Good and goods

In una voce della “Encyclopedia of philosophy” della Stanford University – intitolata “The Economic Analysis of Law” – mi sono imbattuta in questa domanda: come può qualcosa essere un bene per noi (come collettività) senza essere un bene per ciascuno di noi in particolare?
Si parla della teoria dei “beni” comuni tra cui alcuni annoverano ad esempio l’uguaglianza: una società con una sostanziale uguaglianza di benessere sarà migliore di una società in cui vi siano livelli di vita degli individui profondamente differenti.
Ok. Ma portando agli estremi questo ragionamento, si potrebbe anche dire che si “sta meglio” in un sistema dittatoriale, anche se la storia ha più volte dimostrato che una società libera è sempre meglio di un regime.

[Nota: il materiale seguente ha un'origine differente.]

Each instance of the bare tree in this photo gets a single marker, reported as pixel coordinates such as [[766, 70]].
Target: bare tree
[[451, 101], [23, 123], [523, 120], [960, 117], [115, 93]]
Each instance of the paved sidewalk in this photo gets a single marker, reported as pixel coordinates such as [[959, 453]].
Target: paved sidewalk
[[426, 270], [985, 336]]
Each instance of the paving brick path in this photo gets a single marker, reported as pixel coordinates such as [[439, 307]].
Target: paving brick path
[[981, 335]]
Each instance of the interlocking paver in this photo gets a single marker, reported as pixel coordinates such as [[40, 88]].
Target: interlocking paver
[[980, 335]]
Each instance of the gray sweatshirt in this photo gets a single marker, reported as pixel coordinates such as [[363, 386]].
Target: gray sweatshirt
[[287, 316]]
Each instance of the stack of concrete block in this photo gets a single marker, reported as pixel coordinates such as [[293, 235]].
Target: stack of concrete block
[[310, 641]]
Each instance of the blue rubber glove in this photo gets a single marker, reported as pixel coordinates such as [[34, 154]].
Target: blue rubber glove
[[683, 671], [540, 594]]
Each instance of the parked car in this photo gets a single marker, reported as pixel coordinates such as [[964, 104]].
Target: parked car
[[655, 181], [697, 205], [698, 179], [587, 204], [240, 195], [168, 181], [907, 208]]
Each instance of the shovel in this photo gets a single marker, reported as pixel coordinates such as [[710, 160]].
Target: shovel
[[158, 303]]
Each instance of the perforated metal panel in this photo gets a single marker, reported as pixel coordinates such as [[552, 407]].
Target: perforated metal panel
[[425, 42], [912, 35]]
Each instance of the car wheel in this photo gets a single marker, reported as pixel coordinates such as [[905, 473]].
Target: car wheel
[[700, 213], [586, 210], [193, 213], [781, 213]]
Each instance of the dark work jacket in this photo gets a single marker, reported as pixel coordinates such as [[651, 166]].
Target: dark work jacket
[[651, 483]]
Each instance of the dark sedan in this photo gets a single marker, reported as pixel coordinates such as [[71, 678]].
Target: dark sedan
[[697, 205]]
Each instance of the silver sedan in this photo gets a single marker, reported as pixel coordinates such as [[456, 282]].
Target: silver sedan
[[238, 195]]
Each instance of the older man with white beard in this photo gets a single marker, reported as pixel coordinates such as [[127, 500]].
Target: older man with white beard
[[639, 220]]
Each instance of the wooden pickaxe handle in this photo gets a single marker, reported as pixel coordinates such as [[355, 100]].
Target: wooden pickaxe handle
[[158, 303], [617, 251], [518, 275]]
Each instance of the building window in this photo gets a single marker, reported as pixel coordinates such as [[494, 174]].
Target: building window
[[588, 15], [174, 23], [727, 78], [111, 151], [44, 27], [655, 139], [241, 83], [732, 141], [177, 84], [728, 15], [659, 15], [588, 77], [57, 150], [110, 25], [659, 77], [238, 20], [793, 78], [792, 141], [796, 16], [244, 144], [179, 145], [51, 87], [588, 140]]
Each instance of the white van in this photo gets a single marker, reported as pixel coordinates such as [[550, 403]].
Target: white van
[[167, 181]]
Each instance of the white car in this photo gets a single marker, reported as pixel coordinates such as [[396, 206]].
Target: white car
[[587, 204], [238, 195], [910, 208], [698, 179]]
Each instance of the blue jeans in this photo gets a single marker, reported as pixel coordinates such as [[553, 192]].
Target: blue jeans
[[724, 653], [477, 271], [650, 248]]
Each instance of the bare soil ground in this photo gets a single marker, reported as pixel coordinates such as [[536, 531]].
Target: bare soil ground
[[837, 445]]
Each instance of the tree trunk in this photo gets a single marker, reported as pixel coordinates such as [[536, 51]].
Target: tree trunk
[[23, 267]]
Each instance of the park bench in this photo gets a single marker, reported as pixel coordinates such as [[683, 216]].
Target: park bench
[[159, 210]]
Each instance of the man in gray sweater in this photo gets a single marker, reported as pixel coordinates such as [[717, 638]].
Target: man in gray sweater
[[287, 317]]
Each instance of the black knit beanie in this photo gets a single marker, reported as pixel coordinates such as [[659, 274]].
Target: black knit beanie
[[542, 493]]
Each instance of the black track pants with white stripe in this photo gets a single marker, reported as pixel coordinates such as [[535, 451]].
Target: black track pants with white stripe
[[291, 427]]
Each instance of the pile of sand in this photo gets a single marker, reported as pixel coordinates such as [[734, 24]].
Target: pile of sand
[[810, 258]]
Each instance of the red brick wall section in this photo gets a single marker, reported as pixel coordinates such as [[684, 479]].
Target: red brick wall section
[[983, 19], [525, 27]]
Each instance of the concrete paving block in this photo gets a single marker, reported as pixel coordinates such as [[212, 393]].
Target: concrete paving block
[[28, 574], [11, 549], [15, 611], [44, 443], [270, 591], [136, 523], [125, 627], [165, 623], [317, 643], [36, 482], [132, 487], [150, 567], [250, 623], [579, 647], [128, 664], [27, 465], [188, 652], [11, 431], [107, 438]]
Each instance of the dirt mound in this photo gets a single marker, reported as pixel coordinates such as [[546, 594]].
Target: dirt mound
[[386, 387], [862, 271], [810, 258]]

Superando la prospettiva strettamente economica – in cui è impressionante scoprire come anche l’ambito “freddo” dell’economia si scontri inevitabilmente con i problemi del bene, della libertà e della responsabilità – è evidente a tutti come in Italia, e in Europa, sia urgente trovare un’unità tra i “beni” in gioco.
Tutte giuste, o tutte sbagliate, le voci che si levano dalle varie parti? Sta di fatto che vi sono istanze di per  sacrosante (non tutte!) ma apparentemente incompatibili tra loro: rappresentanza e governabilità, autonomia nazionale e Unione Europea, tasse e consumi, giustizia e politica, Grecia e Germania, Berlusconi e moderati, tecnici e non tecnici… “Chi ci libererà da questa situazione mortale?”
Credo allora che possa essere interessante tenere presente la domanda iniziale, perché io cerco un bene per noi (tutti) che sia anche un bene per ciascuno di noi. Nella ingarbugliata situazione in cui ci troviamo, questa ricerca probabilmente richiederà sacrifici economici e non, la rinuncia a misure prestabilite, iniziative intelligenti di imprenditori, di politici e di santi.
Ma è la strada che, nel mio piccolo, mi sentirei di indicare a tutti.